Member of the Delaware Senate from the 7th district
- Incumbent
- Assumed office January 12, 2021
- Preceded by: Anthony Delcollo

Personal details
- Party: Democratic
- Alma mater: Muhlenberg College University of Delaware
- Profession: Professor

= Spiros Mantzavinos =

American politician from Delaware

Spiros Mantzavinos is an American politician. He is a Democratic member of the Delaware Senate representing District 7.

== Career ==
In the 1990s, Mantzavinos worked as a legislative assistant and research analyst with the Delaware Senate. He went on to be Vice President of the New Castle County Chamber of Commerce. He founded and owns The Mantzavinos Group, a strategic communications consulting firm.

Mantzavinos was first elected to the Delaware Senate in 2020. He is known for his work in health and insurance policy and currently serves as Chair of the Senate Banking, Business, Insurance & Technology Committee.

== Education ==
Mantzavinos earned bachelor’s degrees in economics and political science from Muhlenberg College, as well as a master’s degree in political science from the University of Delaware. He has taught as an adjunct professor at Wilmington University.

== Legislation ==
Mantzavinos is known for his work in long-term care and insurance policy.
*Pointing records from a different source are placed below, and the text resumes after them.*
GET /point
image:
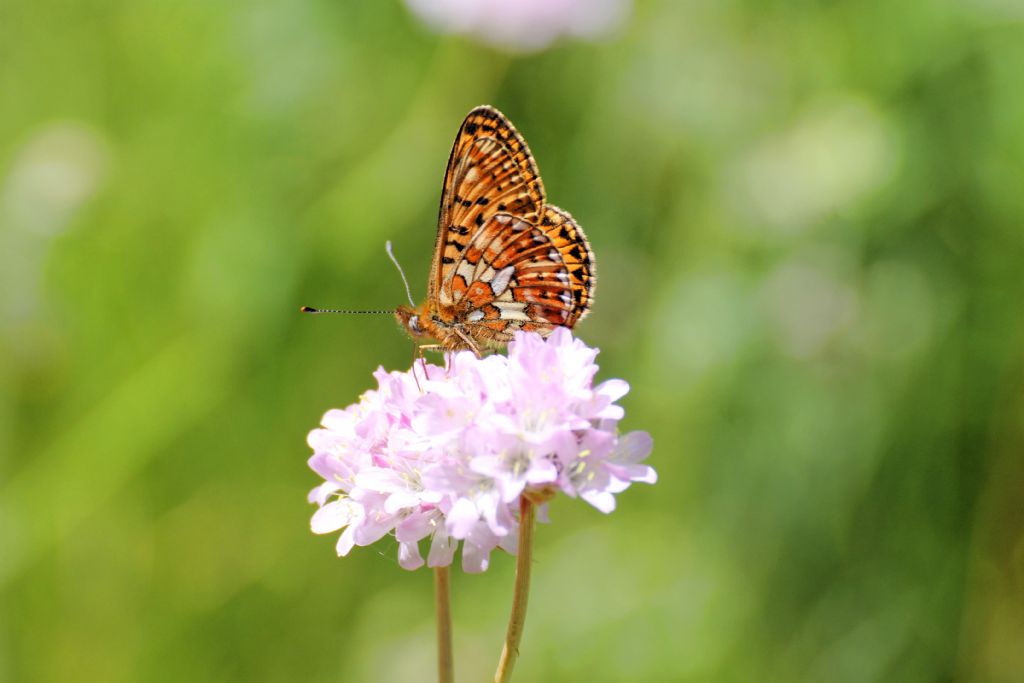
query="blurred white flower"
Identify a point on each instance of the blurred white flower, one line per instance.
(522, 25)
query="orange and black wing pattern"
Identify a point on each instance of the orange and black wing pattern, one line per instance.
(505, 259)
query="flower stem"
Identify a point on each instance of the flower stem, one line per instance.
(442, 596)
(524, 558)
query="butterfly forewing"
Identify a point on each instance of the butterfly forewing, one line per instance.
(504, 259)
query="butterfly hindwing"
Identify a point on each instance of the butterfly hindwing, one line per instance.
(504, 259)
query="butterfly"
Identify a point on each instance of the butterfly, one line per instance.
(505, 259)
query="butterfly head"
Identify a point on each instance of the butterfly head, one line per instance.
(412, 322)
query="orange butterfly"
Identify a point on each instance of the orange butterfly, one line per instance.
(504, 259)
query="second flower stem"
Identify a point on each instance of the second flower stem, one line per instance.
(524, 559)
(442, 597)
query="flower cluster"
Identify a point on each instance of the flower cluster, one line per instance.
(446, 453)
(522, 25)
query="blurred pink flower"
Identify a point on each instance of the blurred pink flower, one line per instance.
(522, 25)
(450, 459)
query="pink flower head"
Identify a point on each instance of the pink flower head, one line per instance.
(449, 458)
(521, 25)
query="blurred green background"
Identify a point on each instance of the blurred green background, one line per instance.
(809, 226)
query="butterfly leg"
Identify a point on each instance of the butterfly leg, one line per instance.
(418, 355)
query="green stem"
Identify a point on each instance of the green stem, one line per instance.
(442, 596)
(524, 558)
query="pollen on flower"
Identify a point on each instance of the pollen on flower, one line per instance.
(446, 459)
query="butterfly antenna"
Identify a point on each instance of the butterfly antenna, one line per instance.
(310, 309)
(409, 292)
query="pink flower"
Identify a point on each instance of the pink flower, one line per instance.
(521, 25)
(448, 458)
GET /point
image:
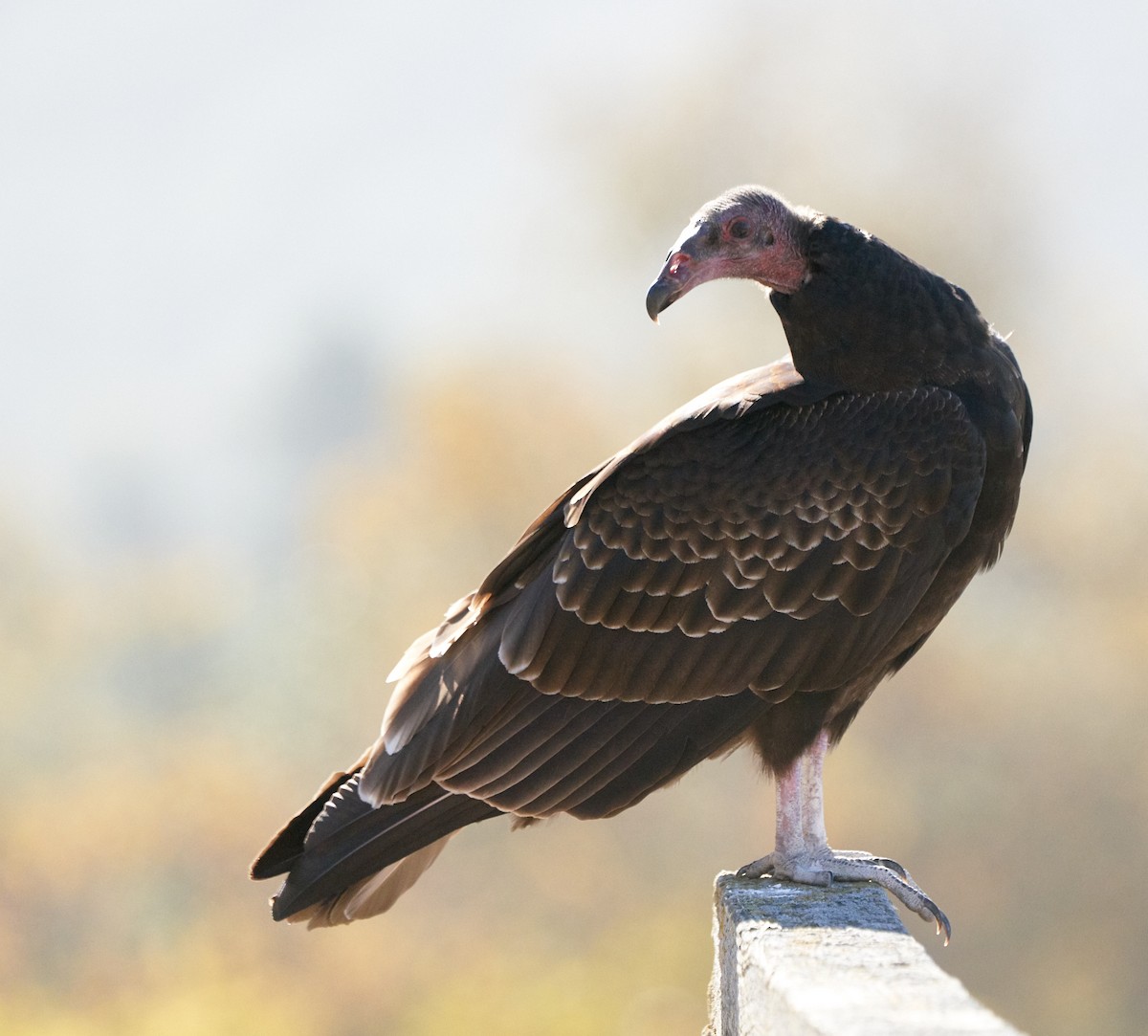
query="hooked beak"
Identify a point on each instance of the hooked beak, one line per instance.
(674, 280)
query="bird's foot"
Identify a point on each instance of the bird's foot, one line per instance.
(825, 866)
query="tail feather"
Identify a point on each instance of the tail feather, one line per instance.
(351, 860)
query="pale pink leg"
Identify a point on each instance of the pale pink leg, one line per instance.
(802, 851)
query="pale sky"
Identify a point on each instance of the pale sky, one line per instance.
(195, 194)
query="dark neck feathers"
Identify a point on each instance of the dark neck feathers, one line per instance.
(872, 320)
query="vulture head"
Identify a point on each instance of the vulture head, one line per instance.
(746, 232)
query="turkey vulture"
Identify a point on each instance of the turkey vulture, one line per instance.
(745, 572)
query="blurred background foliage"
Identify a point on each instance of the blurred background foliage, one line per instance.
(308, 313)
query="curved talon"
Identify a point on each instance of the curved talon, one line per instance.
(938, 919)
(893, 865)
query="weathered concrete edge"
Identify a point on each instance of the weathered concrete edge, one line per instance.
(798, 960)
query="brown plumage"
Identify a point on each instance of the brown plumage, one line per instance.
(745, 572)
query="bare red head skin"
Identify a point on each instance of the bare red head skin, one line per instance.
(747, 232)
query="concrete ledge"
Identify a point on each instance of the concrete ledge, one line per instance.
(798, 960)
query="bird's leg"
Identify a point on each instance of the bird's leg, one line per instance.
(802, 852)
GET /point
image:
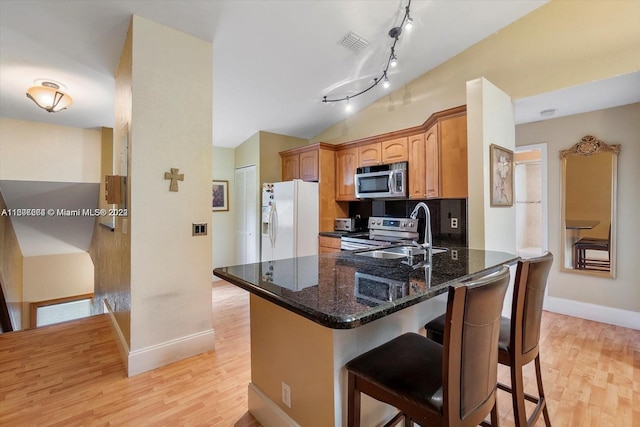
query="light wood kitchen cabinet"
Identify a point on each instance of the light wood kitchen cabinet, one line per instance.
(309, 165)
(370, 154)
(446, 158)
(417, 167)
(303, 165)
(376, 153)
(346, 165)
(317, 162)
(453, 157)
(432, 162)
(290, 167)
(395, 150)
(329, 244)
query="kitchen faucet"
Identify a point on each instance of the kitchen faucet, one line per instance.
(428, 238)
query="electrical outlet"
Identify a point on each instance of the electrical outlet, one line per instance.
(286, 394)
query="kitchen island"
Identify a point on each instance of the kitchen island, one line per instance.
(311, 315)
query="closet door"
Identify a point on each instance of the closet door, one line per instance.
(247, 247)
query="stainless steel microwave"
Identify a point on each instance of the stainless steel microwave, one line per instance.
(382, 181)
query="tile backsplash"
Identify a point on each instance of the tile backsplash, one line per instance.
(442, 211)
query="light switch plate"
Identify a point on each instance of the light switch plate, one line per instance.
(199, 229)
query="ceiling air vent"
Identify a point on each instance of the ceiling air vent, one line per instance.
(354, 41)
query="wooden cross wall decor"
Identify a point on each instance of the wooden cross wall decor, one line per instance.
(174, 176)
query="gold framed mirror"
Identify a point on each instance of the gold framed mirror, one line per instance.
(589, 194)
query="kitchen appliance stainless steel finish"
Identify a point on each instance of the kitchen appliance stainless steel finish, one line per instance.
(383, 231)
(374, 290)
(382, 181)
(349, 224)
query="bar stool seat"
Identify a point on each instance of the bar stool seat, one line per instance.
(439, 385)
(518, 344)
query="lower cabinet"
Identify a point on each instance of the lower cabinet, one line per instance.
(328, 245)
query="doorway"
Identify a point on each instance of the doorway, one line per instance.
(531, 200)
(246, 190)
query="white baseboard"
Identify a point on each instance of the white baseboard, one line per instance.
(266, 411)
(121, 342)
(162, 354)
(598, 313)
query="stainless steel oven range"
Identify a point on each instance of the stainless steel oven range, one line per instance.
(383, 231)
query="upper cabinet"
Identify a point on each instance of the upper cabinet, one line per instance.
(317, 162)
(370, 154)
(290, 167)
(452, 151)
(346, 165)
(436, 152)
(309, 165)
(417, 163)
(395, 150)
(301, 164)
(389, 151)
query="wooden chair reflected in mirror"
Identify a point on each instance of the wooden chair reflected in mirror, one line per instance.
(589, 198)
(584, 260)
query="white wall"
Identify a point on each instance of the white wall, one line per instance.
(599, 298)
(223, 223)
(489, 121)
(171, 127)
(32, 151)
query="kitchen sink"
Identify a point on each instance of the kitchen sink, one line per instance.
(398, 252)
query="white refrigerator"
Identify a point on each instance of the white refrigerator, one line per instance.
(290, 217)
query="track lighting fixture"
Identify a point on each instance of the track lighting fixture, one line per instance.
(394, 33)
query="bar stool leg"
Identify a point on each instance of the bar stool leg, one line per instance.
(542, 401)
(353, 411)
(517, 395)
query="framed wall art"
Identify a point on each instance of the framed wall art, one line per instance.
(501, 170)
(220, 196)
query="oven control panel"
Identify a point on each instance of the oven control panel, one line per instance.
(393, 224)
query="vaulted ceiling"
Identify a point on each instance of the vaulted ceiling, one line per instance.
(267, 54)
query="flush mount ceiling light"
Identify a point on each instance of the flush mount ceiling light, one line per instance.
(48, 96)
(407, 23)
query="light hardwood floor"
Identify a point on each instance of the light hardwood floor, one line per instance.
(71, 375)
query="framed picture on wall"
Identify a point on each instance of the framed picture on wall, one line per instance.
(501, 170)
(220, 195)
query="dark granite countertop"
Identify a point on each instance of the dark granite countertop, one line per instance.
(345, 290)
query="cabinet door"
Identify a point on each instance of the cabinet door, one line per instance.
(453, 157)
(309, 166)
(395, 150)
(346, 164)
(432, 162)
(290, 167)
(370, 154)
(417, 167)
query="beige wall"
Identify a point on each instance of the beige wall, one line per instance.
(619, 125)
(223, 223)
(11, 262)
(489, 121)
(57, 276)
(111, 250)
(31, 151)
(170, 268)
(561, 44)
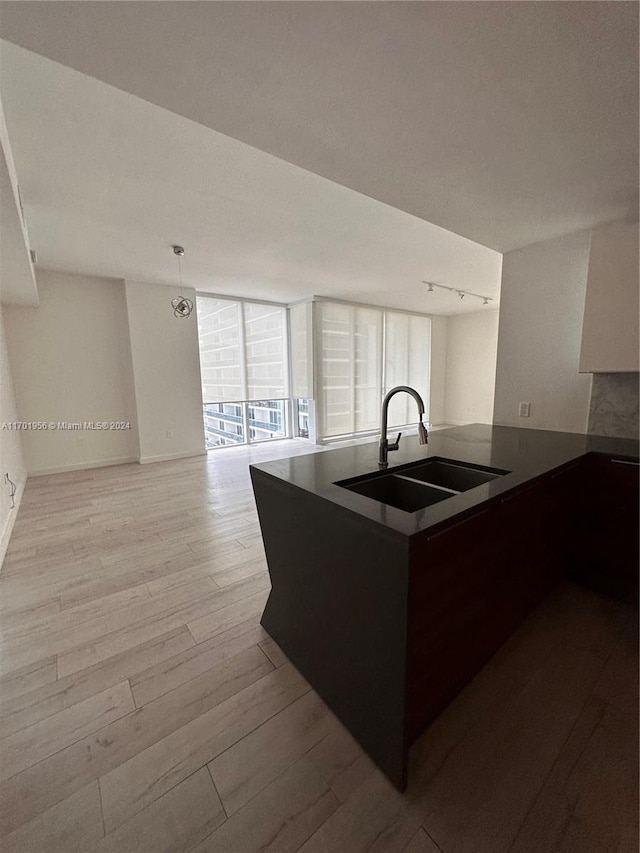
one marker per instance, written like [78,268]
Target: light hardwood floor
[144,710]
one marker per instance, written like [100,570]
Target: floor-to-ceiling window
[363,352]
[244,369]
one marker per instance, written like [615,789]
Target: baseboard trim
[81,466]
[167,457]
[11,520]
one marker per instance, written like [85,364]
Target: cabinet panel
[470,587]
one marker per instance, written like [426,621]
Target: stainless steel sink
[421,484]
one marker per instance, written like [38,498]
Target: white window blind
[242,350]
[350,340]
[407,355]
[220,351]
[301,350]
[265,342]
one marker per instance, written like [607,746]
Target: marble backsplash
[613,409]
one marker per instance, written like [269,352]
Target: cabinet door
[471,585]
[612,563]
[596,524]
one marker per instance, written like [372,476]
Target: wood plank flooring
[144,710]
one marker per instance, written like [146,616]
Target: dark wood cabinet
[388,626]
[470,587]
[596,528]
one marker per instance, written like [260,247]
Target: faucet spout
[385,445]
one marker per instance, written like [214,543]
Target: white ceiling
[110,182]
[505,122]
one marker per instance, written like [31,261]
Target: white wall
[610,330]
[541,310]
[472,344]
[11,457]
[439,332]
[71,363]
[166,373]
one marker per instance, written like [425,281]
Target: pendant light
[182,305]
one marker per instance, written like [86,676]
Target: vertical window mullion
[243,351]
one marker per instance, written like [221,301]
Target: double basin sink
[421,484]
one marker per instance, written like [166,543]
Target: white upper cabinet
[610,328]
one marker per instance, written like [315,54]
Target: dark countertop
[526,453]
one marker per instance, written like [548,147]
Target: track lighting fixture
[461,293]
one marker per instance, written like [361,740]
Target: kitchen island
[389,613]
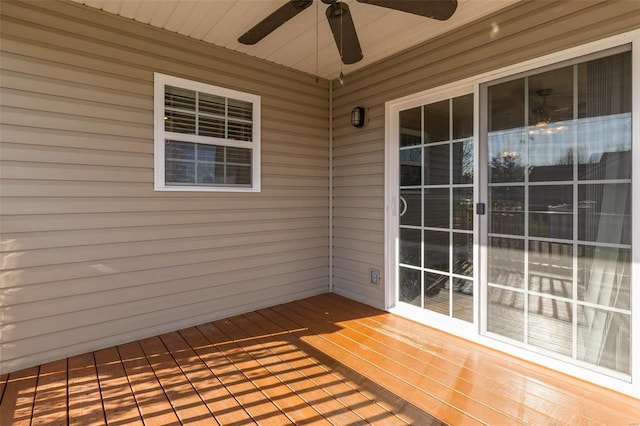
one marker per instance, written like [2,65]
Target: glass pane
[241,110]
[605,213]
[463,254]
[604,276]
[604,338]
[551,155]
[210,153]
[507,157]
[462,170]
[436,207]
[551,97]
[211,126]
[506,262]
[463,208]
[550,324]
[436,250]
[506,105]
[436,165]
[436,122]
[239,131]
[506,205]
[238,155]
[505,314]
[238,175]
[462,298]
[410,207]
[411,127]
[179,150]
[179,172]
[410,286]
[177,98]
[180,122]
[411,167]
[463,116]
[436,293]
[604,151]
[207,172]
[410,246]
[551,211]
[604,86]
[211,104]
[551,268]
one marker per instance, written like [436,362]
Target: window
[207,138]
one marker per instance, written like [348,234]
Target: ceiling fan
[341,23]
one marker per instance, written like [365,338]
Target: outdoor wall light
[357,117]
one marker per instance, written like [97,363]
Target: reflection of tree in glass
[410,167]
[566,159]
[507,167]
[467,160]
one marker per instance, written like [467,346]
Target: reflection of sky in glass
[553,144]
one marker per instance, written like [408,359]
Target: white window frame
[630,386]
[160,135]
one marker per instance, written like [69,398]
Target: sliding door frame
[474,332]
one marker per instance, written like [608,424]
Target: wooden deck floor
[323,360]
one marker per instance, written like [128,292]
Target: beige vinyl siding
[524,31]
[91,255]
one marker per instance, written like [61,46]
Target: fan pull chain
[341,77]
[317,40]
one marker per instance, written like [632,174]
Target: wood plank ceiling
[305,42]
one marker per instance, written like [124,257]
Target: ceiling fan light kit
[341,22]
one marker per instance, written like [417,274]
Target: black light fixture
[357,117]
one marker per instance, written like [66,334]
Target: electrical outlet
[375,276]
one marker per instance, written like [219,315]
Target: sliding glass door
[435,258]
[557,160]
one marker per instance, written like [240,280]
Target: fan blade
[273,21]
[344,32]
[435,9]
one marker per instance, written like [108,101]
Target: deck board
[118,401]
[322,360]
In 2025, he introduced legislation to update the long-term care resident’s bill of rights to protect against discrimination on the basis of belonging to a protected class.

== Electoral history ==
2020: Mantzavinos defeated Republican nominee Anthony Delcollo in the General Election held on November 3, 2020, with 10,399 votes (51.35%).

2022: Mantzavinos won reelection against Republican nominee M. Sherm Porter in the General Election held on November 8, 2022, with 7,663 votes (58.69%).